Results: Between January 2011 and June 31 2012, seven surgeons carried out the operation on 22 consecutive patients who were found to have generalized peritonitis secondary to perforated appendicitis. Of them, 10 (45%) were male and 12 (55%) female, age ranged between 18 and 84 years with a mean of 45,7. Patients remained in hospital between 8 and 25 days with a mean of 8,1 days. Conversion was required in 1 (4,5%); because the surgeon suspected necrosis of the caecum. Seven patients required Intensive Care. Two patients (9%) developed intraabdominal abscesses, one of them three simultaneous, and required percutaneous drainage. There was no mortality.
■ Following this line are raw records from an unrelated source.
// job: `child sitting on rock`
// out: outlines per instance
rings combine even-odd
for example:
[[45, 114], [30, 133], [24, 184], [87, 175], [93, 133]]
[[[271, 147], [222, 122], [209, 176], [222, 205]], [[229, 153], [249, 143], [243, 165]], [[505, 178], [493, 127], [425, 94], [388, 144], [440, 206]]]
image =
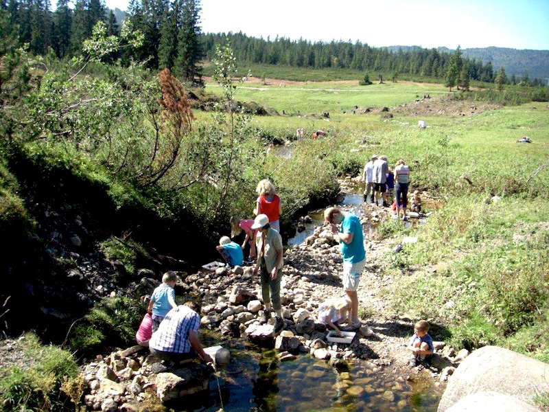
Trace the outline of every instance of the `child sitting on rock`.
[[419, 321], [414, 326], [414, 336], [410, 339], [408, 349], [412, 351], [410, 366], [417, 366], [419, 363], [429, 362], [434, 352], [432, 338], [428, 333], [429, 323]]
[[412, 205], [410, 207], [410, 211], [421, 211], [421, 198], [419, 196], [419, 191], [414, 192], [414, 197], [412, 198]]
[[329, 299], [318, 306], [318, 320], [336, 331], [337, 336], [341, 335], [341, 324], [351, 321], [350, 313], [351, 300], [347, 297]]
[[156, 332], [160, 323], [172, 308], [177, 310], [176, 293], [174, 287], [177, 283], [177, 275], [168, 271], [162, 275], [162, 283], [154, 289], [149, 301], [147, 312], [152, 315], [152, 333]]
[[238, 216], [232, 216], [230, 223], [231, 238], [237, 236], [242, 233], [242, 231], [244, 231], [246, 236], [241, 247], [244, 251], [246, 249], [246, 244], [250, 245], [250, 254], [248, 255], [248, 262], [253, 262], [254, 259], [255, 259], [255, 235], [257, 233], [257, 230], [252, 230], [253, 219], [241, 220], [238, 218]]
[[230, 266], [242, 266], [244, 260], [242, 248], [240, 244], [231, 242], [229, 236], [222, 236], [219, 246], [216, 246], [215, 249]]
Conclusions: in 18 months a team of seven surgeons carried out 22 successful laparoscopic operations demonstrating that minimal access surgery is safe and effective in the treatment of generalized peritonitis caused by perforated appendicitis. Most publications refer to complicated appendicitis but do not report on the frequency of generalized peritonitis, a more morbid presentation than just perforation or localized abscess. Since laparoscopy is the preferred approach at the authors’ institution, the comparison with open surgery in a single institution was not possible.Therefore, this series is presented since there is little published information on the management of peritonitis following appendiceal perforation as opposed to perforated peptic ulcer or complicated diverticulitis, were good results have already been reported.